Multi-utility provision

Multi-utility provision

Francesca Buck, Business Development Manager at Clancy Docwra, explains how multi-utility provision can help housebuilders unlock value and efficiency in a complex marketplace.

For many housebuilders, securing the infrastructure required to deliver essential utilities services – gas, electricity, water and telecoms connections – can cause delays to construction. A survey by the National Federation of Builders revealed that more than 70% of housebuilders have experienced problems in securing connections to utilities. While unfortunate, this is hardly a surprise. Ongoing deregulation and changing compliance requirements have made the utilities sector a complex marketplace, but for housebuilders, multi-utility provision offers a way of demystifying the connections process.

Contracting one provider to install all utilities on a site can simplify things greatly, speeding up installation while driving down costs. This can offer a better deal, but multi-utility is a multi-buy that also brings significant added value beyond cost savings. At a basic level, dealing with a single utilities contractor means a more streamlined process.

Strict regulations mandate that water infrastructure must be laid deepest onsite, with gas and electricity infrastructure above. The inflexibility of these layers could pose a co-ordination issue for housebuilders attempting to liaise with three separate utilities contractors, whereas dealing with one provider can circumvent unnecessary delays due to scheduling issues.

Whether a housebuilder is bringing forward a site of 40 or 400 units, proposals can change rapidly onsite, and the larger the proposed development the more planning pressures can affect plans. Everything from a new road layout to changing the orientation of a house affects the utilities installation process, increasing the efficiency value of liaising with a single, multi-utility contractor. With the Government actively encouraging disruption in the housing market and urging smaller developers to increase their activities, now is the time for SMEs to consider how multi-utility might help them to effectively scale-up their operations.

Single point of contact
Having a single point of contact is particularly valuable due to the complex quoting process and the mechanics of approvals, which is a dialogue rather than a straightforward application. Since the beginnings of the competitive market in 2000, all utilities networks are ultimately adopted and operated by either Distribution Network Operators (DNOs), Independent Distribution Network Operators (IDNOs) or Independent Gas Transporters (IGTs). These companies have specific requirements for approvals and clients’ own ideas don’t always meet the necessary standard. This might entail the need for anything from the repositioning of gas meters to the rerouting of a service pipe. At Clancy Docwra, our clients trust us to intelligently manage these conversations and ensure that approvals are granted with minimal interruptions to the build programme.

“Now is the time for SMEs to consider how multi-utility might help them to effectively scale-up their operations.”

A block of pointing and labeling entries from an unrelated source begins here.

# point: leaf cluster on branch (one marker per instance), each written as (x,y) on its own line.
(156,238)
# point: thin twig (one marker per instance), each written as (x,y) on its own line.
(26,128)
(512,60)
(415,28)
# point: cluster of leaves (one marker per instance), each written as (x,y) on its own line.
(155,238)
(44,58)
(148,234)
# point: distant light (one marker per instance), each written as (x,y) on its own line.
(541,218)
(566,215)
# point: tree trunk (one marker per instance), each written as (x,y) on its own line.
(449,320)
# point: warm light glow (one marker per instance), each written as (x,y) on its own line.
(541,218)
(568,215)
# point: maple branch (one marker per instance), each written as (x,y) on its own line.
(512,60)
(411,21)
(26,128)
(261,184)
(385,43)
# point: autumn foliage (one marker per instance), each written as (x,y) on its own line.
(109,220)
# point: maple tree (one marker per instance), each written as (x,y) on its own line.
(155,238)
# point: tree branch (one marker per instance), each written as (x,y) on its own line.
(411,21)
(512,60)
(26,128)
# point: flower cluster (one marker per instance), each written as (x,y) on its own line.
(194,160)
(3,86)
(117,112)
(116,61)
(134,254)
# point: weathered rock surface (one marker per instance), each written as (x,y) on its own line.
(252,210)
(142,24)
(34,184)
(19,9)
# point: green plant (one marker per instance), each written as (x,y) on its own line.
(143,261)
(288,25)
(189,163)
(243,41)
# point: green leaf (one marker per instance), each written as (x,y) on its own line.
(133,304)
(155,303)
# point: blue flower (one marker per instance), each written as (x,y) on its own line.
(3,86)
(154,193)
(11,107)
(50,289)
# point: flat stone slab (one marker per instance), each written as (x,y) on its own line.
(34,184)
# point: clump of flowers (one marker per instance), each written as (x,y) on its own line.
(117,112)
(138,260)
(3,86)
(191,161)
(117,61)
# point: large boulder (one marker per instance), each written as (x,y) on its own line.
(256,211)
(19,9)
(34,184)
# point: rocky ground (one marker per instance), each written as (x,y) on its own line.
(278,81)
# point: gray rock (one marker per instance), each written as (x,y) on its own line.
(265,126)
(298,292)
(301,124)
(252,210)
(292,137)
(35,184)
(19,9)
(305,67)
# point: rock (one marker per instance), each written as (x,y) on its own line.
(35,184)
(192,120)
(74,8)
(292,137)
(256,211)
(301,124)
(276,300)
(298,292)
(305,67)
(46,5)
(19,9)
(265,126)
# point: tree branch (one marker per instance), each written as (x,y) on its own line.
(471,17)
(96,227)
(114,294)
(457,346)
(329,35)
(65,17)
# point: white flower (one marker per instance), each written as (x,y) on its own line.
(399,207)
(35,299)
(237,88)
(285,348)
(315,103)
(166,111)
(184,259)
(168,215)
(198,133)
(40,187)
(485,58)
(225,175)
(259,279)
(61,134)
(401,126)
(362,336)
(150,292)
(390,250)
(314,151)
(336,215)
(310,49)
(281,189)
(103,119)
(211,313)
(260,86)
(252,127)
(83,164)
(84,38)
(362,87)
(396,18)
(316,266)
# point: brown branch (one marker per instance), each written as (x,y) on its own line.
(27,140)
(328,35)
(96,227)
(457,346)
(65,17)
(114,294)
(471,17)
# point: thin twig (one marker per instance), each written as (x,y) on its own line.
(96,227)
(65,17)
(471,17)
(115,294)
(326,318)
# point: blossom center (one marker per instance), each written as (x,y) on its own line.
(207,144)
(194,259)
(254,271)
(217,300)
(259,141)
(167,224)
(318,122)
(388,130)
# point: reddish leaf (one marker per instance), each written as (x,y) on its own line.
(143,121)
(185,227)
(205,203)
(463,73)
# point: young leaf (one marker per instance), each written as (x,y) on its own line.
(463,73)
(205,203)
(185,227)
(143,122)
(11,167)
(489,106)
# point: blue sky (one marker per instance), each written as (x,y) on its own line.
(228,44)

While complex, for housebuilders who benefit from expert advice and understand the marketplace, the adoption process offers an opportunity to unlock cost savings. Unlike DNOs, independent operators will provide developers with an asset value – a one-off payment upon adoption of the site’s utilities infrastructure that can be discounted off the cost of construction. As ongoing deregulation and new entrants into the marketplace provoke more fierce competition amongst independent utilities providers, housebuilders should be aware of the value to be unlocked by considering utilities from the outset.

Housebuilders need trusted advice to guide them through the complex connections process, and in a rapidly evolving market of competition and regulatory changes, the clarity offered by a single, expert voice cannot be overvalued.